Jakarta, JurnalBabel.com – Komisi II DPR meminta Mahkamah Konstitusi (MK) mempertimbangkan banyak aspek terkait judicial review atau uji materi Peraturan Pemerintah Pengganti Undang-Undang (Perppu) Nomor 2 Tahun 2020 Tentang Pemilihan Kepala Daerah (Pilkada), yang didaftarkan oleh Paguyuban Warga Solo Peduli (PWSPP) secara online di situs resmi MK, Senin (8/6/2020).
“Mekanisme di MK itu mengajukan gugatan menjadi hak setiap warga negara. Pertimbangan MK, saya pikir kita percaya sama MK. Hanya saja munculnya Perppu karena Pilkada serentak tidak bisa di 23 September 2020 akibat pandemi Covid,” kata anggota komisi II DPR, Teddy Setiadi, saat dihubungi, Jumat (12/6/2020).
Penggugat mempersoalkan Pasal 201A Ayat (1) dan (2) Perppu yang diteken Presiden Jokowi pada 4 Mei 2020. Pasal itu menyebutkan bahwa pemungutan suara Pilkada Serentak di 270 daerah ditunda hingga Desember 2020. Penundaan tersebut dilakukan akibat terjadinya bencana nonalam Covid-19. Menurut pemohon, bunyi pasal itu tidak sesuai dengan kondisi Indonesia yang masih terpuruk akibat pandemi Covid-19.
Selain itu, pemohon juga menilai bahwa Perppu tersebut bertolak dengan Undang Undang Dasar 1945 khususnya Pasal 22 Ayat (1) yang berbunyi, “Dalam hal ihwal kegentingan yang memaksa, Presiden berhak menetapkan peraturan pemerintah sebagai pengganti undang-undang.”
Mengacu pada Putusan MK Nomor 138/PUU-VII/2009, MK telah memberikan 3 syarat Perppu dapat dikeluarkan. Pertama, adanya kebutuhan mendesak untuk menyelesaikan masalah hukum. Kedua, undang-undang tersebut belum ada sehingga terjadi kekosongan hukum, atau ada undang-undang tetapi tidak memadai. Ketiga, kekosongan hukum itu tidak dapat diatasi dengan pembuatan undang-undang karena perlu waktu yang lama sedangkan keadaan yang mendesak perlu segera diselesaikan.
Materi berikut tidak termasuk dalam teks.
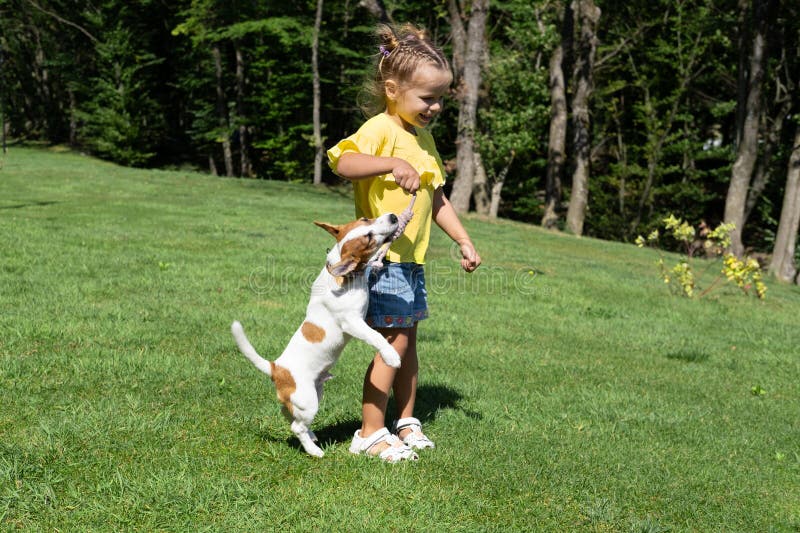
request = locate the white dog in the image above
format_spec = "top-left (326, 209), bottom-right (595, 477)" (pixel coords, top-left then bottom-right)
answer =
top-left (231, 209), bottom-right (410, 457)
Menurut Teddy, penerbitan Perppu Pilkada ini sudah memenuhi unsur kegentingan memaksa. Pertimbangannya salah satunya, papar dia, terdapat 4 tahapan Pilkada yang ditunda oleh Komisi Pemilihan Umum (KPU) akibat pandemi. Yakni pelantikan Panitia Pemungutan Suara (PPS), verifikasi syarat dukungan calon perorangan yang belum disahkan, menunda pembentukan petugas pemutakhiran data pemilih dan tahapan menunda pemutakhiran dan penyusunan daftar pemilih Pilkada 2020.
Selanjutnya KPU mengajukan kepada Komisi II DPR, tiga opsi waktu penundaan Pilkada 2020, yakni Desember 2020, Maret 2021 dan September 2021. Kemudian Komisi II mengadakan rapat dengan Mendagri, KPU, Bawaslu, DKPP serta meminta masukan dari Gugus Tugas Pemerintah untuk Percepatan Penanganan Covid-19. Akhirnya disimpulkan tidak ada yang mengatuhi kapan pandemi ini berakhir, maka dipilih opsi Pilkada digelar 9 Desember 2020.
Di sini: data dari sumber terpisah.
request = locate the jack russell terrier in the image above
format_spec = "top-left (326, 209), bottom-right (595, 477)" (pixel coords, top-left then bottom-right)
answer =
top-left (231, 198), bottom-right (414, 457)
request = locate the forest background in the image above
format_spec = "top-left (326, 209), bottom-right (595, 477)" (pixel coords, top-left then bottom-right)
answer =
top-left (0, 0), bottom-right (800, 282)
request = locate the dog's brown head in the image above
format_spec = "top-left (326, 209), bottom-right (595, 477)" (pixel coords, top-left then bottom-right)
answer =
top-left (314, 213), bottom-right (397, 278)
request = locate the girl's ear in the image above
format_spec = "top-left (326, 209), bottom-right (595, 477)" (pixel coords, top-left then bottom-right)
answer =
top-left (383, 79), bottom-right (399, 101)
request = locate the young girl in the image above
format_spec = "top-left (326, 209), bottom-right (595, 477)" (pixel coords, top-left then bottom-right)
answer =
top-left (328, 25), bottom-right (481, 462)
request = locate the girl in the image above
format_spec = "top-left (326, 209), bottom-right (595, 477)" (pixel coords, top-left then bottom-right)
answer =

“Akhirnya kita harus ada kepastian dan agar pemerintahan tetap berjalan, opsi pelaksanaan Pilkada 9 Desember 2020 dengan protokol Covid yang diambil,” ujarnya.
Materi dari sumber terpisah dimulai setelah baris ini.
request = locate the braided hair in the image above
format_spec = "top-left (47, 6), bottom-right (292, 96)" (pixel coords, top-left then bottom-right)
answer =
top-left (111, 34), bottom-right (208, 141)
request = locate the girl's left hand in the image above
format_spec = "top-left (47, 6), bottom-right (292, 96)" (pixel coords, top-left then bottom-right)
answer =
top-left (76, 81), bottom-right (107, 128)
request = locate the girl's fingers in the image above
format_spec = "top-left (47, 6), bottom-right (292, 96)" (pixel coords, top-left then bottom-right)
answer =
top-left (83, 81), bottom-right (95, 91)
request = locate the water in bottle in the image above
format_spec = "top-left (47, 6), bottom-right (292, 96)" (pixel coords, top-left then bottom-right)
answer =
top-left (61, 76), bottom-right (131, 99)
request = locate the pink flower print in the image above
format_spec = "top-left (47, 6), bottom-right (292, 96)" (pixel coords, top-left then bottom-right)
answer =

Selain itu, jelas Teddy, dalam Pasal 201A ayat 3 Perppu Pilkada menyebutkan jika pemungutan suara tidak bisa dilaksanakan pada Desember, pelaksanaan dijadwalkan kembali setelah bencana non-alam Covid-19 berakhir. “Di dalam Perppu juga ada pasal karetnya bahwa penundaan Pilkada bisa dilakukan kapan saja,” jelas politisi Partai Keadilan Sejahtera (PKS) ini.
Anggota Komisi II DPR dari Fraksi Partai Amanat Nasional (FPAN), Guspardi Gaus, menambahkan selain Pilkada 2020 digelar pada 9 Desember akibat pandemi Covid-19 tidak dapat diprediksi kapan berakhir, pertimbangan lainnya adalah terdapat 47 negara yang juga melaksanakan Pemilu di tengah pandemi ini.
“Ada 47 negara yang melaksanakan Pemilu. Tidak ada yang menunda sampai 2021. Sebab itu kita menyetujui gagasan pemerintah laksanakan Pilkada 9 Desember 2020,” kata Guspardi Gaus saat dihubungi terpisah.
Anggota Badan Legislasi (Baleg) DPR ini juga mengatakan MK dalam mensidangkan uji materi ini tentu sebelum memutuskan akan meminta pendapat para ahli, penggugat, pemerintah, termasuk DPR. Ia juga yakin bahwa nantinya pemerintah akan memberikan penjelasan yang sama dengan alasan DPR mengapa Pilkada serentak digelar pada 9 Desember 2020.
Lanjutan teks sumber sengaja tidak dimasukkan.